Road tax is charged at a flat fee for the year, depending on if your car was registered after 2017, runs on petrol, and is worth under £40,000. For the average earner, all these parameters will be met. This will leave road tax at £165 a year if you pay it all in one lump fee.

When factored into the £100 earned, this only equates to 43p, but in reality, it’s still an expense that can factor into your budget. This leaves you at £64.84.

Energy bills

As well as these unavoidable taxes, you’ll also be taxed heavily on your utilities, such as gas, electricity and water.

For gas and electricity, which are usually paid for in the same bill, the tax rate is 5%. If you’re paying the average UK energy bill, which has risen to a large £1420 a year, £71 is tax.

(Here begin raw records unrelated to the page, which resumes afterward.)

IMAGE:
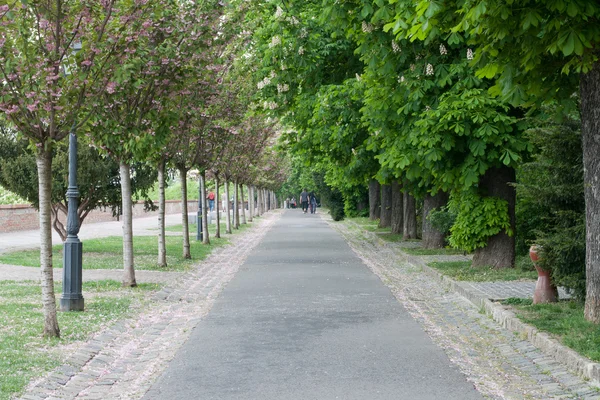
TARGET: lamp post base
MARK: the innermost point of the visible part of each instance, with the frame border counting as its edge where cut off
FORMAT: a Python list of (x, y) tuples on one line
[(72, 304), (72, 299)]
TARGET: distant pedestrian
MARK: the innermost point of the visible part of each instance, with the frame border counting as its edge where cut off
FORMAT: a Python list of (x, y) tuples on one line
[(211, 200), (313, 203), (304, 200)]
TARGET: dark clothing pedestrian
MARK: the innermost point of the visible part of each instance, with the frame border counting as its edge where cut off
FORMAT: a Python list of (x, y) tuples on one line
[(304, 200)]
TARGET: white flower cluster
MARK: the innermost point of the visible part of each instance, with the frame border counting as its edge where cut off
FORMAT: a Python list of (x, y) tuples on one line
[(278, 12), (429, 70), (271, 105), (275, 41), (263, 83)]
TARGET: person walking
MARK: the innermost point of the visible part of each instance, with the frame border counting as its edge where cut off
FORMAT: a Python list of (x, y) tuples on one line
[(211, 200), (313, 203), (304, 200)]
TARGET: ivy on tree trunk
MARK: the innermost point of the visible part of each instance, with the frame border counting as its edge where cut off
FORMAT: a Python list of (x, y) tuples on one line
[(397, 221), (385, 219), (374, 199), (500, 249), (409, 229), (127, 208), (433, 238)]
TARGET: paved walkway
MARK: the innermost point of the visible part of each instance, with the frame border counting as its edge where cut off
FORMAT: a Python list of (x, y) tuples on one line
[(270, 323)]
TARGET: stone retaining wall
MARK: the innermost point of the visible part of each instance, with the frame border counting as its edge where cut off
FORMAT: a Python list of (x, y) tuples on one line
[(24, 217)]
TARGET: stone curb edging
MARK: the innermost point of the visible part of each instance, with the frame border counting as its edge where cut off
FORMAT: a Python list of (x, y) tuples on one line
[(577, 363)]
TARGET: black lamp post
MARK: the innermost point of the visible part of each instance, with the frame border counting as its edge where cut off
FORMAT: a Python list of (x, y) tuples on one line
[(199, 234), (72, 299)]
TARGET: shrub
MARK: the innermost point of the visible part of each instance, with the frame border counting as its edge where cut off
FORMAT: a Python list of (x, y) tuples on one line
[(550, 202)]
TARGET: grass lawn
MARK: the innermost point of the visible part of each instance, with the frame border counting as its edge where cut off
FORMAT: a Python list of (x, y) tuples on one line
[(565, 321), (462, 271), (107, 253), (24, 354), (419, 251)]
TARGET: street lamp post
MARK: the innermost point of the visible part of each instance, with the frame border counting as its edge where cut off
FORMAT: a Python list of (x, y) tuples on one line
[(199, 234), (72, 299)]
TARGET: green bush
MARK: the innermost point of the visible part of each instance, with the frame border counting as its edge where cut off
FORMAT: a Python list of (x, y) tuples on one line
[(477, 219), (442, 219), (550, 202)]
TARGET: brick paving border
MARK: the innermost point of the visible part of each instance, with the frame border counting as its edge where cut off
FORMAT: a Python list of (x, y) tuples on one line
[(123, 361), (521, 353)]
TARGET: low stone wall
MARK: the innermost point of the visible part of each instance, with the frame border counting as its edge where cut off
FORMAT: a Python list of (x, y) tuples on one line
[(23, 217)]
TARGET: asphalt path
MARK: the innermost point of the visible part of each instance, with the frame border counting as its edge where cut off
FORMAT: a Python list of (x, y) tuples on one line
[(304, 318)]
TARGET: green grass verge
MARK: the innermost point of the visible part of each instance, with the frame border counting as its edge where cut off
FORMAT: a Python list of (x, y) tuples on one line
[(419, 251), (463, 271), (565, 321), (107, 253), (24, 354)]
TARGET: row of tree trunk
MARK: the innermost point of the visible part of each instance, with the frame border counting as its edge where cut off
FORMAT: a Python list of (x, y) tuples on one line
[(397, 210)]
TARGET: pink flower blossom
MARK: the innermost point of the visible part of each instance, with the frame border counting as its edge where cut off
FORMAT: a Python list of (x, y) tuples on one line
[(110, 88)]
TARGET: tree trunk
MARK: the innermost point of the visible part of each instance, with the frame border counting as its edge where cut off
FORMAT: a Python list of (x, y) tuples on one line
[(162, 247), (590, 127), (409, 228), (250, 203), (432, 238), (218, 227), (374, 199), (227, 208), (385, 220), (184, 214), (500, 249), (243, 204), (397, 208), (127, 209), (236, 206), (258, 202), (44, 167), (205, 238)]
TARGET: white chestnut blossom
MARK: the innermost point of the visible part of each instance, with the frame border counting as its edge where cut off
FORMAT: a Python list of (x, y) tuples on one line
[(429, 70), (278, 12), (275, 41)]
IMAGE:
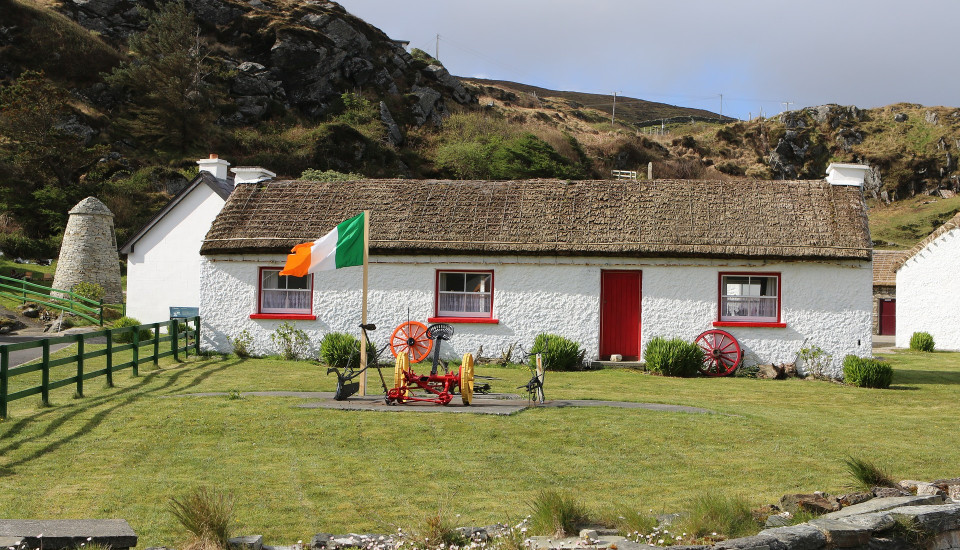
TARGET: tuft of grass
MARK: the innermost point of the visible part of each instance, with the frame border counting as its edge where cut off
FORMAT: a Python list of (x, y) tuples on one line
[(557, 514), (628, 521), (921, 341), (730, 516), (437, 530), (207, 514), (866, 474)]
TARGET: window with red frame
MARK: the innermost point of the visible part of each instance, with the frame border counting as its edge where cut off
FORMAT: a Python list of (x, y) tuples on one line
[(281, 294), (750, 298), (465, 294)]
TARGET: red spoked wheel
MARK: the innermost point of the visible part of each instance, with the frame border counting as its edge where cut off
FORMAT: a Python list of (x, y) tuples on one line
[(411, 338), (721, 352)]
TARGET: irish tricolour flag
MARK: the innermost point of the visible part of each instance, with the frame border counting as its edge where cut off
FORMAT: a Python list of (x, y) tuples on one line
[(342, 247)]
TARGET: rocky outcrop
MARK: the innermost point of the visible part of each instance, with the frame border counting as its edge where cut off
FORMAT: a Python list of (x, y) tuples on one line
[(301, 57)]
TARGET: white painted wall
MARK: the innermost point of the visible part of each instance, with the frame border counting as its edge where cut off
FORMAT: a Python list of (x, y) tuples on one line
[(826, 303), (928, 293), (164, 268)]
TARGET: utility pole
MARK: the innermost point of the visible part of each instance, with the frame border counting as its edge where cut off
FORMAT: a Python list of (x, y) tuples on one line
[(613, 115)]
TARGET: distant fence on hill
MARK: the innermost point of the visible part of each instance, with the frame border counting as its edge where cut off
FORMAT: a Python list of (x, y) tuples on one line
[(176, 340)]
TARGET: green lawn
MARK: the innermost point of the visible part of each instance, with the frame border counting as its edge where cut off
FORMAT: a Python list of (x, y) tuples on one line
[(123, 452)]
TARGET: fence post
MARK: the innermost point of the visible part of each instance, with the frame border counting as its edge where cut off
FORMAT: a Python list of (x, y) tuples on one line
[(175, 339), (45, 381), (80, 365), (156, 344), (4, 367), (136, 350), (110, 358), (196, 335)]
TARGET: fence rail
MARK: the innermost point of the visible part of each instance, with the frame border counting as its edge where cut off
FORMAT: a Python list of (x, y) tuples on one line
[(71, 302), (173, 336)]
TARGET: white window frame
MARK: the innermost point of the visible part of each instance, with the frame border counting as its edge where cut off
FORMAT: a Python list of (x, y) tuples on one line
[(261, 290), (750, 301)]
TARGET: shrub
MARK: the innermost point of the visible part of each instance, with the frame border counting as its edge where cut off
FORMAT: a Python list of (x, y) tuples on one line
[(675, 357), (713, 513), (866, 372), (815, 361), (242, 343), (921, 341), (341, 350), (290, 341), (558, 353), (91, 291), (207, 515), (866, 474), (556, 514), (126, 337)]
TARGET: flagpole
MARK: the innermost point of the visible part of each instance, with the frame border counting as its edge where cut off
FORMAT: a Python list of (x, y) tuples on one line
[(363, 302)]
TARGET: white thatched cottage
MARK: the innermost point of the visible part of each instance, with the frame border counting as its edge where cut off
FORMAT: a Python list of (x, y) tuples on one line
[(163, 257), (610, 264), (928, 291)]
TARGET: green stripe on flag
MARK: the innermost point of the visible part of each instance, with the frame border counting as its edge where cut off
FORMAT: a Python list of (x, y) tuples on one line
[(350, 242)]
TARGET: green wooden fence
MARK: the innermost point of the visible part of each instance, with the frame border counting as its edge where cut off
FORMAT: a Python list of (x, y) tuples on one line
[(177, 340), (71, 302)]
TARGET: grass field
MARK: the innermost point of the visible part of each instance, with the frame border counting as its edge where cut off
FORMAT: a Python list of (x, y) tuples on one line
[(123, 452)]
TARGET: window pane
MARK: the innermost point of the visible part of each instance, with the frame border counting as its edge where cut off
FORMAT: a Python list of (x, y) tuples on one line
[(477, 282), (301, 283)]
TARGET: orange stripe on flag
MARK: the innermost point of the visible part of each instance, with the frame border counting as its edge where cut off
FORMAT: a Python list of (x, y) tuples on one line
[(298, 263)]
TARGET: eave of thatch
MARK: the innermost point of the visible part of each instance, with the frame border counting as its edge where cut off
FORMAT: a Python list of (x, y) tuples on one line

When converted to our £100 earned, you’ll be paying £3.74 on your energy bill, with 18p of that being taxed.

Water bills are around £400 a year, and although you don’t pay tax on this, it’s still a necessary expense which will eat up your £100 earned. For your water bills, you’ll lose £1.05 of your starting £100.

When subtracting both these costs, you’re left with £60.05.

Other common taxes

As well as the taxes mentioned above, other taxes apply to common products and services an average earner is likely to use, which will eat away at your £100 earned.

Most items are taxed at 20% at the standard rate, meaning if you use your £100 earned to make a £5 purchase, the tax will contribute to £1 of that.

Some other commodities are taxed at an even higher rate, such as tobacco, alcohol, and petrol.

Even though you’ll be left with £60.05 of your initial £100 after essential taxes and expenses, you’ll still be paying extra for tax.

Tax isn’t a bad thing; it’s essential as it helps pay for various public services in the UK many people use frequently. However, it’s helpful to know how much you’re losing to tax to help you better budget and manage your money.

This example was for an average earner in the UK being taxed at average rates. It’s unlikely you’ll have the same tax because of your own circumstances, even if you are on £38,000 too. Use this to illustrate just how much money you earn is actually yours to spend freely.